Trudny, ambitny, wymagający. Dla mnie czasem zbyt wymagający. Trzeba być jednak uczciwym, Bestia Bertranda Bonello swoje ambicje spełnia. Gdy odpowiednio wejdziemy w filmową tkankę, gdy dostatecznie skupimy się na fabule, Bestia okaże się przejmującym dramatem o emocjach, strachu i o tym, że to wszystko jest uniwersalne, ponadczasowe. Nie ma znaczenia czas przeżywania rozterek. Przeszłość, teraźniejszość, przyszłość. Nie ma znaczenie miejsce. Wielkie miasto, peryferia, pustynia. Wszystko zależy od nas samych. Emocje, a co za tym idzie istota przeżywania tychże, tkwi w naszym indywidualizmie.

W krótkich notkach streszczających Bestię możemy przeczytać, że to film o Gabrielle, kobiecie która poddała się zabiegowi eliminacji uczuć. To moment z przyszłości, nie aż tak odległej, bo datowanej na 2044 roku. To znamienne, bo mamy tu wgląd na kilka dekad do przodu, na koncept tworzenia idealnych ludzi. To beznamiętne maszyny, które z naturalnym wyglądem świadczą tych kilka pozostałych usług dla ludzkiego gatunku. Większość została wyeliminowana, zajmuje się tym sztuczna inteligencja.

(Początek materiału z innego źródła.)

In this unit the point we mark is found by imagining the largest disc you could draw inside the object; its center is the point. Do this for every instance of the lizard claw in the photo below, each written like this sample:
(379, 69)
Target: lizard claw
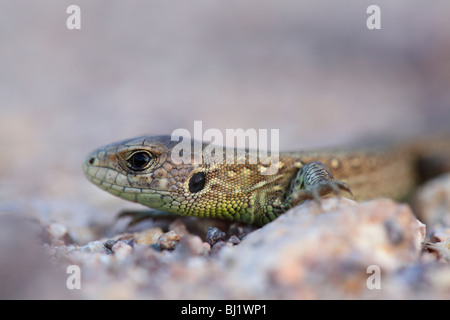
(316, 191)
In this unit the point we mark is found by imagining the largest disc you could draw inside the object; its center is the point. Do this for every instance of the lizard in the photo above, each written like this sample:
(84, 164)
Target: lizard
(143, 170)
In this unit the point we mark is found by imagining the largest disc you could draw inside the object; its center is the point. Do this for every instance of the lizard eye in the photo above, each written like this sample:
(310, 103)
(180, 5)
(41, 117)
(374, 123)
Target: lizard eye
(140, 160)
(197, 182)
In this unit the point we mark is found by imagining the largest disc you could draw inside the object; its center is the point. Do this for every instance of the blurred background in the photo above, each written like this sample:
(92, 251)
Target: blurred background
(309, 68)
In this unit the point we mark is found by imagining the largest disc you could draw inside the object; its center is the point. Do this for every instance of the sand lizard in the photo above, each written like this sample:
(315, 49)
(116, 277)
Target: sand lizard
(141, 170)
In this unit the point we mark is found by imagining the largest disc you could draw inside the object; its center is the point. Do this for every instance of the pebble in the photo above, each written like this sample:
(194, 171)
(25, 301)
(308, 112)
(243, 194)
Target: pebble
(214, 235)
(168, 240)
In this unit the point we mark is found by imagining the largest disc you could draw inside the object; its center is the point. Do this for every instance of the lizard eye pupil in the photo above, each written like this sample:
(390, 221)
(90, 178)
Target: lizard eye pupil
(197, 182)
(140, 160)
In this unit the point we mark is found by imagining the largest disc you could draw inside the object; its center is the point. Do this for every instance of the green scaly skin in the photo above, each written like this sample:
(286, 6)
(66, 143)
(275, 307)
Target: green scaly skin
(142, 170)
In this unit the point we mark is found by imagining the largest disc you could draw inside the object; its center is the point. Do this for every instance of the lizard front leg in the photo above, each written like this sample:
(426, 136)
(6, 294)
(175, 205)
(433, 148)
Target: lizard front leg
(312, 181)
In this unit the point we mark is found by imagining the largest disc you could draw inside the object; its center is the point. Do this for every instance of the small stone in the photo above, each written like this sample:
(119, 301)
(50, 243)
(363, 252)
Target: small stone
(94, 246)
(234, 240)
(214, 235)
(192, 245)
(168, 240)
(57, 230)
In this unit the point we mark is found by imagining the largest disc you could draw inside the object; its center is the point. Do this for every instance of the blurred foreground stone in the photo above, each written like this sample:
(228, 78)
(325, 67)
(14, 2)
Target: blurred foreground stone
(342, 249)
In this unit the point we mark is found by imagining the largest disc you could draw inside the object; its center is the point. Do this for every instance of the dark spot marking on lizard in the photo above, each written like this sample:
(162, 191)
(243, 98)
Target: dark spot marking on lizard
(197, 182)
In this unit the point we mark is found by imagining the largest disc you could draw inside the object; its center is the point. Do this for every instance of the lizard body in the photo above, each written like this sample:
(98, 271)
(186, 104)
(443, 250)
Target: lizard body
(143, 170)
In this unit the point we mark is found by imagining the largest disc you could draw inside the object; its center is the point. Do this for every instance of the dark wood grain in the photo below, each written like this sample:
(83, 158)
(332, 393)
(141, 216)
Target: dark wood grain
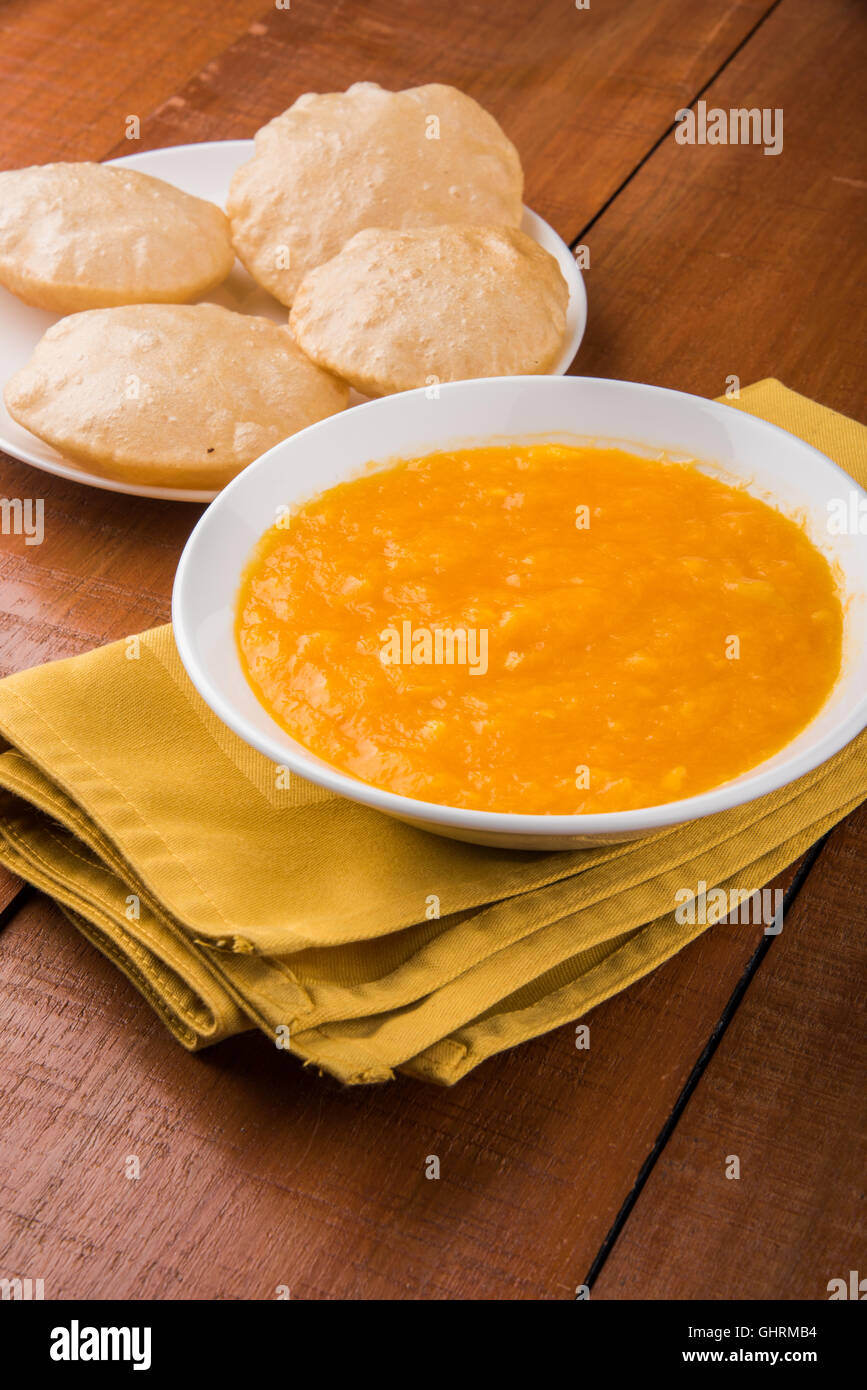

Ponura przyszłość i niepotrzebne straszenie ludzi, czy raczej obwieszczenie tego, co i tak nastąpi? Nikt nie wie, w którą stronę pójdzie technologia, ale reżyser skupia się właśnie na emocjach, jako tych, które powinny (powinny!) predysponować nas do nazywania się ludźmi. Dlaczego?

Ambitny, trudny w przekazie, ze znakami w obrazach.

Gabrielle ma mieć zabieg eliminacji uczuć, a jednocześnie, w trakcie filmu, przeskakujemy do jej innych wcieleń, w różnych ramach czasowych. Wątek reinkarnacji jest tu bardzo intrygujący. Mamy czasy z początku XX w., później współczesne Los Angeles, dzieje się to bardzo płynnie, ci sami aktorzy występują w różnych rolach. Znowu, z różnymi emocjami. Tylko Gabrielle niezmiennie się czegoś boi, czyli niepokój jest po prostu domeną tej postaci, bez względu na wiek, w którym rozgrywa się akcja.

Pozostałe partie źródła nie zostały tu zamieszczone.